Dead Salmon vs Grey Blue in Real Spaces
4 real rooms side by side. Seeing Dead Salmon and Grey Blue in actual rooms makes the difference concrete; browse the spaces below to get a feel for how each color lives on a wall.
Bedroom
The context that matters most in a bedroom is how a color reads under a bedside lamp at night, not under noon daylight. Dead Salmon reflects noticeably more light off the walls, making the space read more open than Grey Blue.
House
Seen across an entire facade, subtle tonal differences become pronounced. What reads as nearly the same on a chip often reads as clearly different at scale.
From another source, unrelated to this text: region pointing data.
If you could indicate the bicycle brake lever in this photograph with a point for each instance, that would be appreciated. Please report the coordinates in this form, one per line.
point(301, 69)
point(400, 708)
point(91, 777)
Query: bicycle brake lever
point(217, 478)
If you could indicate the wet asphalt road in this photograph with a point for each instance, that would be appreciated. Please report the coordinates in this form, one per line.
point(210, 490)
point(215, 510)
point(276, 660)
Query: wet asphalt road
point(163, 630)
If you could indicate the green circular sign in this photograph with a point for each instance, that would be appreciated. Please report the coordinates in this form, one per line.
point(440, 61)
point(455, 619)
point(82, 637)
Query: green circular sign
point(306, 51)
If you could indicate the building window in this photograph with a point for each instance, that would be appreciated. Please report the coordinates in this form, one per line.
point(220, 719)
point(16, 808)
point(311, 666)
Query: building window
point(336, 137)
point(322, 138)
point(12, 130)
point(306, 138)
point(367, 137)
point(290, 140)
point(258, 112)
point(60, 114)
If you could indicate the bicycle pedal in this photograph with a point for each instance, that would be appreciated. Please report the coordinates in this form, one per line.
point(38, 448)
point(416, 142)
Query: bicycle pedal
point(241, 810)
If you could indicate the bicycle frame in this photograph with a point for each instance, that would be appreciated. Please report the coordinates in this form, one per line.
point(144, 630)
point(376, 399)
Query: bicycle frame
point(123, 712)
Dead Salmon reflects noticeably more light off the walls, making the space read more open than Grey Blue.
Front Door
A front door is a focal point — small color differences read clearly at this concentrated scale. The LRV gap is large enough that Dead Salmon will make the room feel meaningfully brighter than Grey Blue would.
Kitchen Cabinets
Kitchen cabinets are constantly compared against adjacent materials, which means subtle differences between these two become much more visible. Dead Salmon reflects noticeably more light off the walls, making the space read more open than Grey Blue.
Color Details
Dead Salmon vs Grey Blue Simulated Comparison
5 simulated room previews — drag the slider on each to see Dead Salmon on one side and Grey Blue on the other.
Digital color is approximate. These simulations are generated from the manufacturer's hex values and overlaid on grayscale room photos — your screen's calibration, brightness, and viewing angle all affect how they render. Before committing to either color, test physical samples in your own space under the light you actually live with.
More Dead Salmon comparisons
See how Dead Salmon stacks up against other well-photographed colors across different brands and tones.